İzel Rozental: Angèle Guéron, yalnız kendi cemaatinin içinde değil, bütün toplumun içinde aykırı bir kişilik
İzel Rozental ile son kitabı, 'Talihsiz Anjel Hala ve Edirne Kuşatması Günleri'ni konuştuk. Rozental, "Yüz küsur yıl önce yaşananlar bugün yaşananlardan çok farklı değil ne yazık ki! Haliyle dönemin siyasal ve sosyal yaşamına yönelik bu eleştirel bakışı rahatlıkla günümüze taşıyabiliriz. Angèle Guéron’un anılarına bu gözle baktım ve geçmişi aktarırken aslında bugünü anlatmaya çalıştım" dedi.
Karikatürist, yazar İzel Rozental’ın 'Talihsiz Anjel Hala' kitabı, geçtiğimiz günlerde Kırmızı Kedi Yayınları’ndan çıktı.
Aile içindeki adıyla "Talihsiz Anjel" yani Angèle Guéron, 1909 yılından 1915’e kadar, İmparatorluğun en büyük Yahudi kız okullarından Edirne Alyans Okulları’nın müdiresiydi. Hem böylesi bir kurumun sorumlusu olarak hem de gündelik hayatın akışı içinde bir kadın olarak Edirne Kuşatması’nın tanıkları arasındaydı. 1912- 1913 yıllarında Balkan Savaşı sürerken, Edirne’ye dair çok önemli bir tanıklığı, günlük tutarak kayda geçirdi. İzel Rozental da bir tesadüf eseri Alyans’ın bu meşhur öğretmeniyle aslında akraba olduğunu öğrendi. Devamında bu kitap ortaya çıktı.
Rozental ile son kitabı, 'Talihsiz Anjel Hala ve Edirne Kuşatması Günleri'ni konuştuk.
Angèle Guéron’un hikayesi sizi nasıl etkiledi, neler kattı? Angele Gueron ve aile içindeki adıyla "Talihsiz Anjel Hala" sizce aynı kişilik mi? Ben okur olarak "talihsiz" bir kadından çok, her türlü otoriteye kafa tutan, iç dünyası çok zengin, kararlı ve emin bir kişilikle karşılaştım.
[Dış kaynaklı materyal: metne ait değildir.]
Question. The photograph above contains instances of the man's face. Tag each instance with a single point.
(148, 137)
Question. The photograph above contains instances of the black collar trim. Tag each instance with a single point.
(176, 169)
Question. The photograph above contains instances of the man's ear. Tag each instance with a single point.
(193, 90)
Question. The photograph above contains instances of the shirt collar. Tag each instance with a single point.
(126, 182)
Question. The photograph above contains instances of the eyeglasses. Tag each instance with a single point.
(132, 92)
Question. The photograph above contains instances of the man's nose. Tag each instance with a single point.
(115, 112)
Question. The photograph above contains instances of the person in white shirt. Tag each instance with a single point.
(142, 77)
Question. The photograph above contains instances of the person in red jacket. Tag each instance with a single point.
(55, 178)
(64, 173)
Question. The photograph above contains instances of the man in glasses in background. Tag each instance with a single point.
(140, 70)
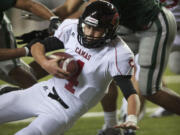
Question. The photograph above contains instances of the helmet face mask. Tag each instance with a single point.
(99, 15)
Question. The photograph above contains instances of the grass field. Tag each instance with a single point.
(169, 125)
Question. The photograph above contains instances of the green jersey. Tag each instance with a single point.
(137, 14)
(4, 5)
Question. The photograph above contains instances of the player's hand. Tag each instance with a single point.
(54, 24)
(52, 68)
(127, 125)
(28, 37)
(29, 45)
(131, 123)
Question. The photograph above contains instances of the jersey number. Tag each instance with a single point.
(73, 81)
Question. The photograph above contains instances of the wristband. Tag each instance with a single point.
(54, 17)
(132, 118)
(26, 51)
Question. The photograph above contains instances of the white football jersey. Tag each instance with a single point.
(97, 66)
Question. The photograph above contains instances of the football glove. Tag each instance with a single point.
(28, 37)
(29, 45)
(54, 24)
Sondan başlayayım; evet, iç dünyası oldukça zengin, kültürlü, sorgulamasını bilen, kararlı ve kendine güveni tam olan güçlü bir kişiliği var Angèle Guéron’un. Ancak talihsizliği yadsınamayacak bir gerçeklikte. İlk talihsizliğini çok genç yaşındaki evliliğinde yaşıyor. Kocası Dr. Galante bunalıma girip, intihar ediyor. Toplum, kocasının intiharından Anjel’i sorumlu tutuyor. Kızlar okulundaki müdireliği ise tam da Balkan Harbi ile Birinci Dünya Savaşı dönemlerine rastlıyor. Savaşta kocası askere alınınca maddi sıkıntıya düşüyor. Üç çocukla ve zor koşullarda yaşam mücadelesi veriyor. Tam düzlüğe çıkacakken, bir gemi yolculuğu esnasında koleraya yakalanıp yaşamını yitiriyor. Naaşı gemiden denize atıldığı için bir mezarı dahi bulunmuyor. Bu nedenle aile arasındaki adı hep Fransızca’da "zavallı" anlamına gelen "La Pauvre Angèle" olarak anılıyor. Ve tabii ki aile içinde anıldığı adıyla "Zavallı Anjel"in imajıyla, anıların sahibi Angèle Guéron’un kişilikleri çok farklı. Bu ikisinin gerçekte tek kişi olduğunu ben ancak yengemin uyarısı sonrasında algıladım. Öte yandan, büyük halamın anılarını ve mektuplarını okuduktan sonra "zavallı" sıfatını fazla ağır ve haksız buldum, kullanmak istemedim. Genç kadının başına gelenlere ancak talihsizlikler zinciri denilebilirdi, ben de öyle yapıp adına "Talihsiz Anjel" dedim. Kitapta da açıkça dile getirdiğim gibi evet, anıları ve mektupları okudukça kendimden geçtim! Bir asır önce yaşananlarla bugün yaşadıklarımız arasındaki benzerlikler, toplumların bunca zamandır hiç değişmeyen düşünce tarzları, davranışları, önyargıları, tarihin sürekli tekerrür etmesi, hiç ders alınmaması, an geldi beni umutsuzluğa sevk etti.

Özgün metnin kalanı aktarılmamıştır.